- Born: 1908 Two Rivers, Wisconsin, U.S.
- Died: 1972 (aged 63–64) Madison, Wisconsin, U.S.
- Education: Art Institute of Chicago
- Known for: Portraiture
- Style: Lithography
- Spouse: Constance Loilen

= Lester W. Bentley =

American artist (1908–1972)

Lester W. Bentley (1908–1972) was an American artist from Wisconsin. He is most well known for painting portraits and murals. The two portraits he is most famous for painting are of President Dwight D. Eisenhower and U.S. Supreme Court Chief Justice William O. Douglas.
Bentley painted the portrait of President Dwight D. Eisenhower in 1954 for Columbia University.

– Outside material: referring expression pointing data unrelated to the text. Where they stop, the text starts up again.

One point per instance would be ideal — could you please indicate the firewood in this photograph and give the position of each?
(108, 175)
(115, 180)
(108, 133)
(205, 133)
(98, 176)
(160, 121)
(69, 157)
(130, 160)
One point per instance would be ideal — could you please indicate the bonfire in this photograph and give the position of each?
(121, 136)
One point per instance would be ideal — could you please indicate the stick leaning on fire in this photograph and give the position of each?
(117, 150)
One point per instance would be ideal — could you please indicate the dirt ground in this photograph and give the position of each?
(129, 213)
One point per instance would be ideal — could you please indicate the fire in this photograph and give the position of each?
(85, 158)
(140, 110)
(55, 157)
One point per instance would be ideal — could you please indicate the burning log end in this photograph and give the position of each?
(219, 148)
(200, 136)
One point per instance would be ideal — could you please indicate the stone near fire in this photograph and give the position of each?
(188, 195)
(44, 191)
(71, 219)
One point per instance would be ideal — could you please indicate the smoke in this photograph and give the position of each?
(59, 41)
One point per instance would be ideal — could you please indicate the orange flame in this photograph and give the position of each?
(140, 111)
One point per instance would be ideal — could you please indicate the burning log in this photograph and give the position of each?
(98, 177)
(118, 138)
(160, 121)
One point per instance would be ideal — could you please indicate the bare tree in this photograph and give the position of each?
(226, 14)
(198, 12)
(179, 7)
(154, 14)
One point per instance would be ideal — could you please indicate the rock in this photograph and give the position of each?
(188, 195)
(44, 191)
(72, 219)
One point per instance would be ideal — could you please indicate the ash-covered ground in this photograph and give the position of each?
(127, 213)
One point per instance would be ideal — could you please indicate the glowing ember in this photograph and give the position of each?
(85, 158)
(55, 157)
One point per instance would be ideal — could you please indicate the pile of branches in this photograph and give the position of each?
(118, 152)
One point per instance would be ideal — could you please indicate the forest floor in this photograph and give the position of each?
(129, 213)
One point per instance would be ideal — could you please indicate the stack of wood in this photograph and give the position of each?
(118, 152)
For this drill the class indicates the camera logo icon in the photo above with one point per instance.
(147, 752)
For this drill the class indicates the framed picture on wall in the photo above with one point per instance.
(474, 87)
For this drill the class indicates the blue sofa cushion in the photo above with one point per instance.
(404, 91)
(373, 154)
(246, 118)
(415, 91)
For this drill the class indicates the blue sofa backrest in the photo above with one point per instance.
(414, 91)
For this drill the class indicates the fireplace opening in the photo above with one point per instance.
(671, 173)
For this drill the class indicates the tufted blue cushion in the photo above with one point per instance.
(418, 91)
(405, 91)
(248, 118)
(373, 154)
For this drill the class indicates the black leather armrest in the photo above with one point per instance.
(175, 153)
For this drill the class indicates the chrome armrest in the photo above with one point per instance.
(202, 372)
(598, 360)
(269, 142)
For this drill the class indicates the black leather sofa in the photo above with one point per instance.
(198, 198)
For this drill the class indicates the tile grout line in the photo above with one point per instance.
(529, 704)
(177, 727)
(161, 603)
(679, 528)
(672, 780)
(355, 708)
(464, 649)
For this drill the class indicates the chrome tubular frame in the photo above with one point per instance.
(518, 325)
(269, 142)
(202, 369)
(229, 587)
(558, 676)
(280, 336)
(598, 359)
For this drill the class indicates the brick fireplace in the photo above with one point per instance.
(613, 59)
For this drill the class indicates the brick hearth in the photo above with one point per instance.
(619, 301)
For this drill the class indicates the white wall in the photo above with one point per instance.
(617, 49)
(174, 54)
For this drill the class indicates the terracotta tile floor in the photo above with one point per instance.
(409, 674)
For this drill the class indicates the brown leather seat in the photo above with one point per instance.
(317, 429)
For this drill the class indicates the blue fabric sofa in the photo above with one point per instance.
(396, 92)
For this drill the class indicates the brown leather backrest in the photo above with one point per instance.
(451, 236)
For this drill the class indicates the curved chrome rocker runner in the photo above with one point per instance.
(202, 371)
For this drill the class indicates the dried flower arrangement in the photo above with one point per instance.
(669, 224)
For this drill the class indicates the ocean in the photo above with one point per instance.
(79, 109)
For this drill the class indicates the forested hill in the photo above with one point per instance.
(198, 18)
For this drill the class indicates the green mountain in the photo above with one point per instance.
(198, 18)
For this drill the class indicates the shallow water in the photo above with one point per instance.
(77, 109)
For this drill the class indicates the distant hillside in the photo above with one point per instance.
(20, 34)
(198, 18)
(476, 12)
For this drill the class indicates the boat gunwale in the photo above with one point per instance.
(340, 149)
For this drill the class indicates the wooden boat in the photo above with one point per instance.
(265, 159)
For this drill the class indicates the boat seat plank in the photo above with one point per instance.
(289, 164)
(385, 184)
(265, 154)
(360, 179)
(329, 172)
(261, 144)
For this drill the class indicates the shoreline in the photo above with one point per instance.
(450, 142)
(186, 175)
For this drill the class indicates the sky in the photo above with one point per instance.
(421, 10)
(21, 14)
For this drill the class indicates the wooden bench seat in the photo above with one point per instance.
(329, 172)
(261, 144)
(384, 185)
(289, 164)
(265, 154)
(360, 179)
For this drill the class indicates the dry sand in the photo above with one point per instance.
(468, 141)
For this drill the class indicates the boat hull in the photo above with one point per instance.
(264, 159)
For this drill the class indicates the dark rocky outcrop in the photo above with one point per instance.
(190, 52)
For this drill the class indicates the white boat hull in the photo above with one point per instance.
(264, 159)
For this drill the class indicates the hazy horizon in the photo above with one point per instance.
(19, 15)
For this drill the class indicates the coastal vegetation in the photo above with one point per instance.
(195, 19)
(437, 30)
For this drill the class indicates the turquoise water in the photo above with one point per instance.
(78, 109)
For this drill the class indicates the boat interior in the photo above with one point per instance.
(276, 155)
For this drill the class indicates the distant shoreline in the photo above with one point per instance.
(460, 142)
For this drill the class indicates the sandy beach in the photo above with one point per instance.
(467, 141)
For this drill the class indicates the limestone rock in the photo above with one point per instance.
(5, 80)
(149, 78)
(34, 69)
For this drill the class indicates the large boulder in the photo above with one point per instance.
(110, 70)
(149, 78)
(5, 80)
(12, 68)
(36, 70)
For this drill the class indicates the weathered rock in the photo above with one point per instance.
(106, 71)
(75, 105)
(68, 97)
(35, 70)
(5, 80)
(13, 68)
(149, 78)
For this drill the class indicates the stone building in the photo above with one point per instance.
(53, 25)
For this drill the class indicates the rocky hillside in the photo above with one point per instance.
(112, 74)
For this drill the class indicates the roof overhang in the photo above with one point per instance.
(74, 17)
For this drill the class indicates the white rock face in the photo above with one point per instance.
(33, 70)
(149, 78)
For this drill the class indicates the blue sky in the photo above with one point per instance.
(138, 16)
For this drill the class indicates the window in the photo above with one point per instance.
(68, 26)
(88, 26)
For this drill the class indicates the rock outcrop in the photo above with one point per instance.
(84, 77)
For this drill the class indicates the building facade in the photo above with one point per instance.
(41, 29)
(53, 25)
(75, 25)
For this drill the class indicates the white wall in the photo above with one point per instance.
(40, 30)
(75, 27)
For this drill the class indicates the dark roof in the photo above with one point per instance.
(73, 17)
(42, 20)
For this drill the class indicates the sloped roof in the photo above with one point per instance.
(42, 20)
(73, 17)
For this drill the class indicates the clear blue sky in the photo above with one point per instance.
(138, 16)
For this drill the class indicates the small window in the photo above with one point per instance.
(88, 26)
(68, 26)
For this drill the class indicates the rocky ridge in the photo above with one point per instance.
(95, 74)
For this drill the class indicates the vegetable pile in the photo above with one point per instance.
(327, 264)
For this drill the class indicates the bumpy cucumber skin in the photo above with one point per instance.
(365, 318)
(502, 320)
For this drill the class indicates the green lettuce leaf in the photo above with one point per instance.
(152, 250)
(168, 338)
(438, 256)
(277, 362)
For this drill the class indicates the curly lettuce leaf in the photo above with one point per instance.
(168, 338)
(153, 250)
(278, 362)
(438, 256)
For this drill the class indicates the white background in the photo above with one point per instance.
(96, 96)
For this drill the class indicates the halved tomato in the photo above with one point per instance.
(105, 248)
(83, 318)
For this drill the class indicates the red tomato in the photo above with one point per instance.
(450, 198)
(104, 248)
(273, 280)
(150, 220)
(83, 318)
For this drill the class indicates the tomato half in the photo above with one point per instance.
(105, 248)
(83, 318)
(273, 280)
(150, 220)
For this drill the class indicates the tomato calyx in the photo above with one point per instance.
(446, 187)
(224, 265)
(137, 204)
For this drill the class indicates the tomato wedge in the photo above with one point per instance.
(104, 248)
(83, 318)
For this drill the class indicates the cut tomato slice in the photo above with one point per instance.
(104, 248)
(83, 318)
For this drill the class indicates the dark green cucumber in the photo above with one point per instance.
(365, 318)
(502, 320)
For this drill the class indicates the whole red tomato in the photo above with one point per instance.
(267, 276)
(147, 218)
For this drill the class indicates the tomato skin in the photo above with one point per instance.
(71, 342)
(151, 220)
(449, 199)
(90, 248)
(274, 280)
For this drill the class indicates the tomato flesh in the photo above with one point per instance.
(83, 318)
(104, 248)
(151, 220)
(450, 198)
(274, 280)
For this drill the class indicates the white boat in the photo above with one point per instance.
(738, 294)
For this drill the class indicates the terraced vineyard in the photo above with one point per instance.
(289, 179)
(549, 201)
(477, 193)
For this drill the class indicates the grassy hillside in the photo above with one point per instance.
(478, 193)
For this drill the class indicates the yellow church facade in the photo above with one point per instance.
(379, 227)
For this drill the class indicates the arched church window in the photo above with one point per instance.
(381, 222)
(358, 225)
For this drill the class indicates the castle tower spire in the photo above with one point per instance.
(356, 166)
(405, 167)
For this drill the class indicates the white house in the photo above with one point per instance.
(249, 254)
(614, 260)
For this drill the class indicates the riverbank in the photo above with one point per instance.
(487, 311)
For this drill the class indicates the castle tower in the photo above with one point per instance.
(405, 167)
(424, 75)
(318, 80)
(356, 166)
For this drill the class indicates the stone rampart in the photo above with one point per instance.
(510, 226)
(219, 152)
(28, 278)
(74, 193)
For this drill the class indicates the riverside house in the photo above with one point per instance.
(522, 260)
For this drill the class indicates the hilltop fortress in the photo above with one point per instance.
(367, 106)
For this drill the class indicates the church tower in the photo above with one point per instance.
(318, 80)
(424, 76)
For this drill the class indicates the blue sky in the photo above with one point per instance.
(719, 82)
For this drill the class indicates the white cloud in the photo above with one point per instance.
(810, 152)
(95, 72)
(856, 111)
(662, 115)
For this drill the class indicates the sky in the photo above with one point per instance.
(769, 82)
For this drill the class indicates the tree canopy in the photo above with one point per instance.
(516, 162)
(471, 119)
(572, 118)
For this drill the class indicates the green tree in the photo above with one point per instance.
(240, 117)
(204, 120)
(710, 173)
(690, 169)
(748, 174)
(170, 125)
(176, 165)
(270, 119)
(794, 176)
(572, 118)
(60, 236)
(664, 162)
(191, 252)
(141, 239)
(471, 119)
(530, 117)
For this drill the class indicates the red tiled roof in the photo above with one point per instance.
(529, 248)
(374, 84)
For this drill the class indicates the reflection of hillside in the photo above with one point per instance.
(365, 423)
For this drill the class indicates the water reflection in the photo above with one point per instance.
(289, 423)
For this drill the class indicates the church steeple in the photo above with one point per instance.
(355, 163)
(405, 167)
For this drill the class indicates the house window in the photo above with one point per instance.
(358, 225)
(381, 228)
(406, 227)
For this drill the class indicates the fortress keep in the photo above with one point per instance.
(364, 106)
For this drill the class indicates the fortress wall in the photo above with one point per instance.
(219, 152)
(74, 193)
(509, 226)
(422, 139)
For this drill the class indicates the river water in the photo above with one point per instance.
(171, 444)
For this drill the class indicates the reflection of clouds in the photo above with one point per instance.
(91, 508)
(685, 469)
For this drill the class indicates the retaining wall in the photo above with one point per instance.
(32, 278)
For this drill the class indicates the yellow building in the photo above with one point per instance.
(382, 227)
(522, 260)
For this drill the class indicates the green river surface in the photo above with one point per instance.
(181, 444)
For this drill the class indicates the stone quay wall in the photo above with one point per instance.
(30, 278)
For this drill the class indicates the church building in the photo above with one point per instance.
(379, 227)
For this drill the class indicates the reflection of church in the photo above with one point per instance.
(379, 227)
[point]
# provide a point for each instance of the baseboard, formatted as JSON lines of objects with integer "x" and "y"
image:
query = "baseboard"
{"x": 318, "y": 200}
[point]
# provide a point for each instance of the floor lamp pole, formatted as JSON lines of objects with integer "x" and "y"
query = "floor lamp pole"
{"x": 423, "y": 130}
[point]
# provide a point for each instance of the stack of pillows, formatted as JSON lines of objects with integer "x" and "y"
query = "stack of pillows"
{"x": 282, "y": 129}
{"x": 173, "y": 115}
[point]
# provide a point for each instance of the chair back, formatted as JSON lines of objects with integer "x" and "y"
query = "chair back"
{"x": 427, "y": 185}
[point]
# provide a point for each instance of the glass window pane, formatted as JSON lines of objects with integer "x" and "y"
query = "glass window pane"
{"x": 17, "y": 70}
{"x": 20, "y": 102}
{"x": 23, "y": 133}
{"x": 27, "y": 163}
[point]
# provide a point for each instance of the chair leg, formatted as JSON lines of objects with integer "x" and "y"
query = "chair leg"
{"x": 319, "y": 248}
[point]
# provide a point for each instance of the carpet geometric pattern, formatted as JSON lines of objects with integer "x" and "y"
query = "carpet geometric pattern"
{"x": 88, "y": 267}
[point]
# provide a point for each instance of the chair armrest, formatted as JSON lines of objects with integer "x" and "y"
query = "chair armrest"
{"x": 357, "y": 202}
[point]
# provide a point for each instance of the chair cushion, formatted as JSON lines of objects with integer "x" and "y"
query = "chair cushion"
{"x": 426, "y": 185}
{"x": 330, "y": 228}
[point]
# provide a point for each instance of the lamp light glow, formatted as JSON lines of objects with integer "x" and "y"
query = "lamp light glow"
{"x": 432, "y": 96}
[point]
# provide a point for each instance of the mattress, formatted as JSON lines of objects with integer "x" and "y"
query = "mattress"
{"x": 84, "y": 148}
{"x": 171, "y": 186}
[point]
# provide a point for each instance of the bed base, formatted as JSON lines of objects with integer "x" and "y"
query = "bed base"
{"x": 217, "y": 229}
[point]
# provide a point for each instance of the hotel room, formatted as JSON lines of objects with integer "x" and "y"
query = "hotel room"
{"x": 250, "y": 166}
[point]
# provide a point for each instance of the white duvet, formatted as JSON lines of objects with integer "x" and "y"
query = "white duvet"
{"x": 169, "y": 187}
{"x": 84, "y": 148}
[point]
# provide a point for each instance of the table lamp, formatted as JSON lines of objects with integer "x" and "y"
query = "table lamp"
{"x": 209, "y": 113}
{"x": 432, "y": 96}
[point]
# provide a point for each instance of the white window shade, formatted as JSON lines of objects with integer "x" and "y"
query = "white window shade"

==Early life and education==
Bentley was born in 1908 in Two Rivers, Wisconsin. He knew from the age of seven that he wanted to be an artist. By the time he was thirteen, he had his first exhibit, held in Manitowoc. Bentley received a four-year scholarship to the Art Institute of Chicago. From 1930 to 1934, he studied under artists, Karl Buehr, Louis Ritman, and Boris Ansfield. Prior to this, he was working in a commercial art studio.

==Career==
Bentley taught art at Two Rivers Vocational School for one year. He painted murals for Sacred Heart Church and the De Pere Post Office in Wisconsin. During World War II, Bentley's title was Chief Petty Officer. He created recruitment posters, his most famous being SPARS, which depicted women in U.S. Coast Guard attire. In 1946, Bentley was discharged.

His specialty was portraiture. Among many others, his subjects included, President Dwight D. Eisenhower as well as Supreme Court Justice William O'Douglas, Fred R. Zimmerman, Cardinal Mooney, Wisconsin Governor Oscar Rennenbohm, and Conrad Elvehjem.

Bentley was also a lithographer.

During his career, Bentley took painting trips to Mexico, Haiti, and Cuba.

==Personal life==
Bentley was married to Constance Lolien.
He died in 1972. He had three sons in Greenwich CT. George Mark Bentley, Luke William Bentley and Claude Lolien Bentley.